No form, no pattern. Just the rolling dice
Of idle talk. Always a blight before,
It finds a place today, fulfils a need:
As those who cannot write increase the store
Of verses fit for those who cannot read,
For those who can do both the field is clear
To meet and trade their wares, the only fear
That mutual benefit might look like greed.

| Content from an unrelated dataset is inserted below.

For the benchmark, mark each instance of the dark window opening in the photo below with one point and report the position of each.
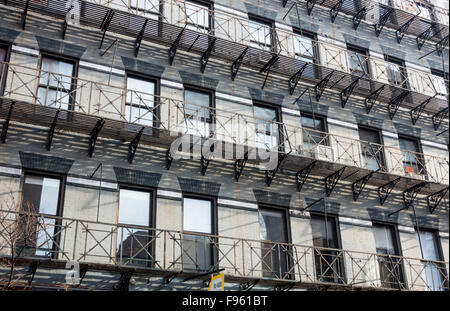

It isn’t, though. It’s just the interchange
Of showpiece and attention that has been
There since the cave men took pains to arrange
Pictures of deer and bison to be seen
To best advantage in the flickering light.
Our luck is to sell tickets on the night
Only to those who might know what we mean,
And they are drawn to us by love of sound.
In the first instance, it is how we sing
That brings them in. No mystery more profound
Than how a melody soars from a string
Of syllables, and yet this much we know:
Ronsard was right to emphasise it so,
Even in his day. Now, it’s everything:
The language falls apart before our eyes,
But what it once was echoes in our ears
As poetry, whose gathered force defies
Even the drift of our declining years.
A single lilting line, a single turn
Of phrase: these always proved, at last we learn,
Life cries for joy though it must end in tears.